16 Quadratkilometer umfasst das Thurbruch, eines der größten Niedermoorgebiete Norddeutschlands. Wie die Insulaner künftig an und mit diesem Areal gut leben können, steht jetzt im Mittelpunkt eines wissenschaftlichen Projektes. Daran beteiligt sind Experten der Universitäten Kiel und Greifswald. Und Anwohner der Region — ein Bürgerforum.

An drei Wochenenden erstellen sie gemeinsam mit Experten aus Forschung, Behörden und Verbänden ein Gutachten. Kenntnisse über Landschaftsveränderung, Wassermanagement, Naturschutz und historische Nutzung fließen ein, wenn es um künftige Entscheidungen geht. Sowohl politischer Art, als auch umweltplanerischer Natur.

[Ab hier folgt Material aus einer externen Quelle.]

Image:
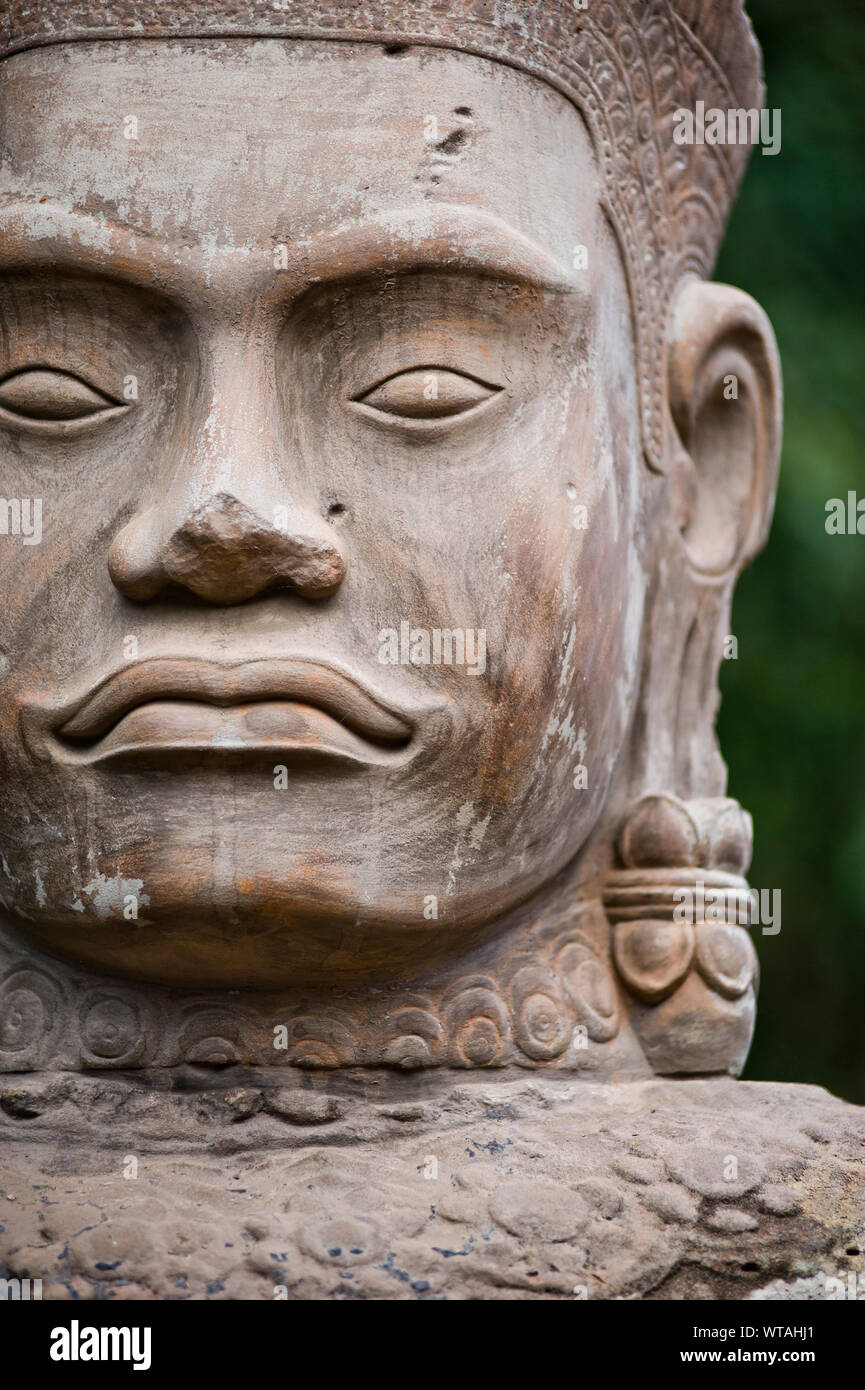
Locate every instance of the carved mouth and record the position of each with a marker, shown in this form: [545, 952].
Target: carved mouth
[213, 708]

Dabei erörterten die Teilnehmer im Februar und März dieses Jahres besonders die Frage, ob die sogenannte Paludikultur (palus lateinisch Sumpf) eine Alternative für Mensch und Moor darstellt. Heute und morgen geht es in die abschließenden Beratungen, bevor am Sonntagnachmittag das Bürgergutachten öffentlich gemacht wird. Wie brisant dies sein dürfte, macht ein Beispiel deutlich. Bereits jetzt zeigen sich im Gebiet der Zerninseesenke bei Kamminke, die nicht mehr so wie früher entwässert wird, hohe Wasserstände. Gleichzeitig haben sich die Trinkwasserentnahmen aus dem Wolgastsee für Swinemünde verringert, so dass der Pegelstand bei Korswandt beachtlich angestiegen ist und ein Neubaugebiet in Mitleidenschaft gezogen wurde. Ist dies bereits ein Vorgriff auf mögliche Situationen in den am Thurbruch liegenden Ortschaften wie Katschow, Labömitz, Kachlin und Zirchow? Oder verlieren die Bauern auf diesem Areal sogar ihre Lebensgrundlage? Lösungsvorschläge sollen nun vorgestellt werden.

Beim Umweltausschuss der Gemeinde Heringsdorf am Mittwoch war das Thema so wichtig, dass es als Extra-Tagesordnungspunkt auf die Agenda kam. Der Leiter des Ausschusses, Harald Heinz, kritisierte, dass die Gemeinde zu Gesprächen vor dem Bürgerforum nicht eingeladen worden sei. „Dabei haben wir einen Anteil von elf Kilometern am Gothensee. Nicht zu vergessen sind die Wiesen Ahlbecks“, sagte er.

„Wenn das Gutachten übergeben wird, sind doch alle Messen gesungen“, befürchtet die Ahlbeckerin Brigitte Will. „Und wir sollen dann nur noch Beifall klatschen. Hat man uns vielleicht mit Absicht vergessen?“ Malte Wiedemeyer sah hingegen noch keine Veranlassung für Protest: „Wir wollen aber einbezogen werden.“ Und so einigte man sich darauf, sich auf den neuesten Sachstand bringen zu lassen.

Am Sonntag, und darüber hinaus: „Wir werden die Leute von der Uni zu einer Infoveranstaltung einladen“, so Heinz. sta/ibu

Termin: 17. März, 16 Uhr, Hotel Balmer See. Die Vorstellung des Gutachtens ist öffentlich.